Christopher Bonasia
The Advocate
Payment for Ecosystem Services programs can be a good tool to support farmers adopting sustainable practices, but the programs must be carefully crafted to make sure they also helps keep farmers in business.
PES programs work by determining a value for the services ecosystems offer for humans, such as clean water, erosion control or carbon storage. This value is used to pay people like farmers, who are actively engaged in an ecosystem’s function by managing land, for cultivating those services.
For farms, a PES program offers farmers another stream of income through ‘growing’ ecosystem services, and at the same time offsets the emphasis of production yields as the main metric of profitability. Many farmers already recognize that such practices contribute to a farm’s resilience and productivity, to be sure. But a PES program still offers a nice income boost.
New York offers great example
PES programs offer benefits on both side of the equation, like when soil ecosystems are valuable to a town by preventing nutrient or chemical runoff into waterways. This was recognized by New York City in the 1990s, when updated water quality regulations required that the city invest in building a $6-billion facility to treat waters in its reservoirs upstate. The city instead paid farmers to adjust their management to emphasize watershed protection. Water quality improved enough to avoid building the treatment plan.
The NYC water quality program is a classic example cited by PES advocates, but others abound. A carbon-offset program that pays landowners for ‘credits’ of carbon stored in soil or trees is another instance of PES, though it may not be called the same thing.
Farmers need to benefit
But a couple years ago, a farmer-led working group in Vermont found that catering a PES program to effectively meet farmers’ needs can be tricky to do. (In full disclosure, I was contracted by two organizations to conduct research to inform the Vermont Payment for Ecosystem Services and Soil Health Working Group working group.)

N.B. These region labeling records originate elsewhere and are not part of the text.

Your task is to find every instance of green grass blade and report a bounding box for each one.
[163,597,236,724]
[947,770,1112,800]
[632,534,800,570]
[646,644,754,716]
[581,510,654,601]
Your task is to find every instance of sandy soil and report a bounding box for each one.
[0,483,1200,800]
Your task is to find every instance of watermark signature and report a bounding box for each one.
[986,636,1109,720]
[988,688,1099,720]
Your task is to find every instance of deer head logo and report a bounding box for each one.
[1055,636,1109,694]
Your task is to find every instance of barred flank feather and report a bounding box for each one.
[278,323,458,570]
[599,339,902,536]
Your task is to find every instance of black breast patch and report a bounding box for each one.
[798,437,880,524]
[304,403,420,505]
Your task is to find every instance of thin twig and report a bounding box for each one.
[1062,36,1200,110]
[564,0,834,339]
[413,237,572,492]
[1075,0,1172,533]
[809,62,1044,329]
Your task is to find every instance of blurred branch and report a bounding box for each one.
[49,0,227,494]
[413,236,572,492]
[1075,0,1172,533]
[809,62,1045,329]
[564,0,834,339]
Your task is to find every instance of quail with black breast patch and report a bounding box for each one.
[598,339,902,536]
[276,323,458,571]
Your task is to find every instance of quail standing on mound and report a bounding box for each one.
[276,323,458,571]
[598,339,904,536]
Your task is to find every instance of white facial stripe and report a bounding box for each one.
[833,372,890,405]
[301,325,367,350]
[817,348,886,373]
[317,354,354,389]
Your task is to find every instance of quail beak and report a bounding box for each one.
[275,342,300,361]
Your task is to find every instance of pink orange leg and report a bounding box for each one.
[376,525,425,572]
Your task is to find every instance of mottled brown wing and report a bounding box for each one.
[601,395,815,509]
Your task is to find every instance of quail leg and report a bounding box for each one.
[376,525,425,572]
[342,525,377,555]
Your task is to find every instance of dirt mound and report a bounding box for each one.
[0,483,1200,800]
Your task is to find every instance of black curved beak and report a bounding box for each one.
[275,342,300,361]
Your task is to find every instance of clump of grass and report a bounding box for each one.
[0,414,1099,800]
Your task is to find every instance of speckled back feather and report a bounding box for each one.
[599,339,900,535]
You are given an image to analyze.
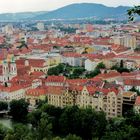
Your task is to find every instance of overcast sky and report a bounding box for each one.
[0,0,140,13]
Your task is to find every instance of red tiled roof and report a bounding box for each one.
[135,96,140,105]
[46,76,66,82]
[26,88,47,96]
[124,79,140,86]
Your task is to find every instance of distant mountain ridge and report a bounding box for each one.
[35,3,130,20]
[0,3,130,20]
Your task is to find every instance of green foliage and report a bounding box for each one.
[65,134,82,140]
[10,99,29,122]
[0,124,7,140]
[127,5,140,21]
[96,62,106,69]
[36,113,52,140]
[48,64,85,79]
[130,87,140,96]
[0,101,8,111]
[86,62,106,78]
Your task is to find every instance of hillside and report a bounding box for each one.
[34,3,130,20]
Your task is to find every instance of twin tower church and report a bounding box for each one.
[0,56,17,83]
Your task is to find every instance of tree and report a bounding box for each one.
[127,5,140,21]
[96,62,105,69]
[4,124,34,140]
[0,101,8,111]
[36,113,52,140]
[0,124,7,140]
[130,86,140,96]
[65,134,82,140]
[10,99,29,122]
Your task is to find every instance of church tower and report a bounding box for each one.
[10,56,17,76]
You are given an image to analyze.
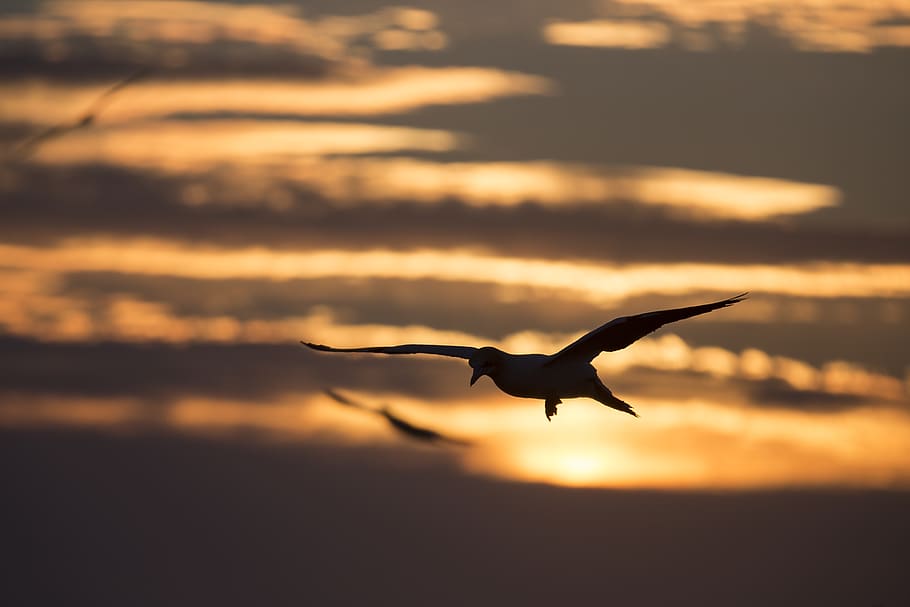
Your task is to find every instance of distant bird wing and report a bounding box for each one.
[77,67,152,124]
[325,389,470,446]
[300,341,477,360]
[548,293,747,364]
[380,408,471,447]
[8,68,151,160]
[323,388,379,413]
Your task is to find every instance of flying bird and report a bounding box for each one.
[325,390,471,447]
[8,68,151,160]
[300,293,748,421]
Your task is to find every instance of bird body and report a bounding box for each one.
[475,350,597,399]
[301,293,746,420]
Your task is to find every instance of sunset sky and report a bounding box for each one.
[0,0,910,605]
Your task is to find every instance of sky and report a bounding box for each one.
[0,0,910,605]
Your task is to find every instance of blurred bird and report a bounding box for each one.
[325,389,471,447]
[8,68,151,160]
[300,293,748,421]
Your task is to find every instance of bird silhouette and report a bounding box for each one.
[325,389,471,447]
[8,68,151,160]
[300,293,748,421]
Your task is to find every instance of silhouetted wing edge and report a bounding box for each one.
[323,388,376,413]
[300,340,477,360]
[548,292,748,364]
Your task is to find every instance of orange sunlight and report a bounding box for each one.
[542,0,910,53]
[0,395,910,489]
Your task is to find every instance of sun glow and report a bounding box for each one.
[0,394,910,489]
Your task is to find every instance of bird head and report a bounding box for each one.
[468,346,503,386]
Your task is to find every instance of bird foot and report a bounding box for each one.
[544,398,562,421]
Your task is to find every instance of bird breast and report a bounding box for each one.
[491,354,596,398]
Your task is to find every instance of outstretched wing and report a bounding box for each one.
[380,408,471,447]
[300,341,477,360]
[325,389,471,447]
[8,68,151,160]
[550,293,747,362]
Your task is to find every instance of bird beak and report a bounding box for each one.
[471,367,486,386]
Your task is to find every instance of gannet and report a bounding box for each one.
[300,293,748,421]
[325,389,471,447]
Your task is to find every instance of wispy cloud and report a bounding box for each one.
[0,394,910,489]
[0,0,446,63]
[543,0,910,52]
[0,239,910,301]
[0,66,554,124]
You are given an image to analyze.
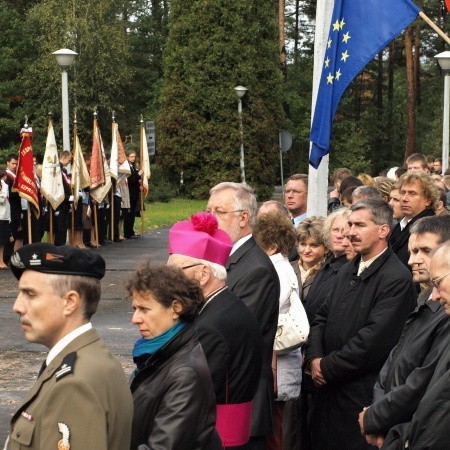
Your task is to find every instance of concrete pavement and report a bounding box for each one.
[0,228,169,442]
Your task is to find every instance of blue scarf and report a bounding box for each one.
[133,320,187,359]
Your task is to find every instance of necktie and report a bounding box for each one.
[38,360,47,378]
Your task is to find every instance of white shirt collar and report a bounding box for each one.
[230,233,252,255]
[358,247,388,275]
[45,322,92,366]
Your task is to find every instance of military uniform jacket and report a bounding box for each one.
[6,329,133,450]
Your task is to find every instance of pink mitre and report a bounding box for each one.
[169,212,233,266]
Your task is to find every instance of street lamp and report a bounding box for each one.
[234,86,247,183]
[53,48,78,151]
[435,51,450,173]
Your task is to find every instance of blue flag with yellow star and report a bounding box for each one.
[309,0,420,169]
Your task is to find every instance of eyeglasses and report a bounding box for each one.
[284,189,306,195]
[430,272,450,290]
[206,209,245,217]
[180,263,202,270]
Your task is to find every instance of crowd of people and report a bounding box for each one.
[0,151,142,269]
[5,154,450,450]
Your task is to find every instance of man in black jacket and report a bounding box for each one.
[306,199,416,450]
[389,172,439,267]
[207,182,280,450]
[167,213,262,449]
[383,240,450,450]
[359,216,450,444]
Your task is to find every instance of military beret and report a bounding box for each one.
[9,242,105,279]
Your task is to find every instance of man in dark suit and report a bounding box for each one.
[5,243,133,450]
[167,213,262,449]
[389,171,439,268]
[306,198,416,450]
[207,182,280,449]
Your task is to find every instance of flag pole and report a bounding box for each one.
[109,110,116,242]
[47,111,55,244]
[91,107,100,247]
[70,110,78,245]
[139,114,144,237]
[419,11,450,45]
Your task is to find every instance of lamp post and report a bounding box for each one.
[234,86,247,183]
[435,51,450,173]
[53,48,78,151]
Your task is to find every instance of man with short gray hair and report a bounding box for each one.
[207,182,280,449]
[306,198,416,450]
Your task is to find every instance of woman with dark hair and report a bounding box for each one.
[127,265,222,450]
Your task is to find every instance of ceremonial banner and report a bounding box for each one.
[89,119,105,190]
[70,130,90,209]
[41,120,64,209]
[90,120,112,203]
[309,0,420,169]
[12,129,40,217]
[109,122,131,180]
[140,122,151,197]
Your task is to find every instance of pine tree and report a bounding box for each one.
[157,0,283,198]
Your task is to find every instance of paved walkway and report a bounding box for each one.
[0,228,168,442]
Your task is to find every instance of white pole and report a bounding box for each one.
[238,97,245,183]
[61,68,70,151]
[307,0,334,216]
[442,72,450,173]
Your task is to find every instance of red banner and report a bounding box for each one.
[89,120,105,189]
[12,131,40,217]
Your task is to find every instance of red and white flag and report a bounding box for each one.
[109,122,131,180]
[90,119,112,203]
[140,125,151,197]
[12,128,40,217]
[70,130,90,209]
[41,120,64,209]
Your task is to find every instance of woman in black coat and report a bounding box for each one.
[127,265,222,450]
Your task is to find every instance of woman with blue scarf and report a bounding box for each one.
[127,265,222,450]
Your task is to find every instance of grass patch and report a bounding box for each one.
[139,198,207,230]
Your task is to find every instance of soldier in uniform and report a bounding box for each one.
[5,243,133,450]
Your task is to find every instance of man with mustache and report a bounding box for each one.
[305,198,416,450]
[389,171,439,267]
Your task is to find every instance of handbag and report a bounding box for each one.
[273,283,309,355]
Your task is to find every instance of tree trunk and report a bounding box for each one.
[294,0,300,65]
[414,23,422,106]
[405,27,417,160]
[278,0,286,78]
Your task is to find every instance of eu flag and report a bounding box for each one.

For one thing, PES programs are broadly categorized as paying for either practices or performance. Practice-based programs pay farmers to adopt a new practice and assume it will provide an ecosystem benefit. These programs are easier to administer and provide more certainty to the farmer, but there is also less opportunity to refine a practice to produce even better results. And often, programs end up needing some kind of measurement to justify their continuation, anyway.
Different approaches
Performance-based programs instead measure and quantify benefits, and farmers are paid per unit. There is greater opportunity for farmers to maximize the value of their work, but practice-based programs are also difficult to administer, require expensive tools and analysis to measure outcomes, and do not provide certainty of payment to the farmer.
Though the VT Working Group initially pursued a performance-based approach, over time the members changed to favour paying for practices. The change was caused by preferences for the lower costs of running the program and to overcome challenges of settling on what exactly would be measured. Some farmers also became uncomfortable with the idea of monetizing nature.
Furthermore, developing PES programs need to take care to ensure that farmers remain the prioritized funding recipients. While the aim is to pay for improving ecosystems, costs for administration, field work and testing are likely to take up a substantial part of a program’s resources.
The NYC water program is a good example of this; only a minority of funding for the NYC water program went to farmers, with the rest was spent on lawyers, land purchases and other administrative tasks. There is also no analysis of how much that program actually benefited farmers, despite the clear benefits for the city.
There are some program designs that can channel more funding to farmers, like by hiring farmers to conduct testing and fieldwork themselves, or by paying farming groups for administration. However, as farmers are unlikely to have laboratories and other expensive measuring devices, this approach can limit the scope a program can hope to achieve.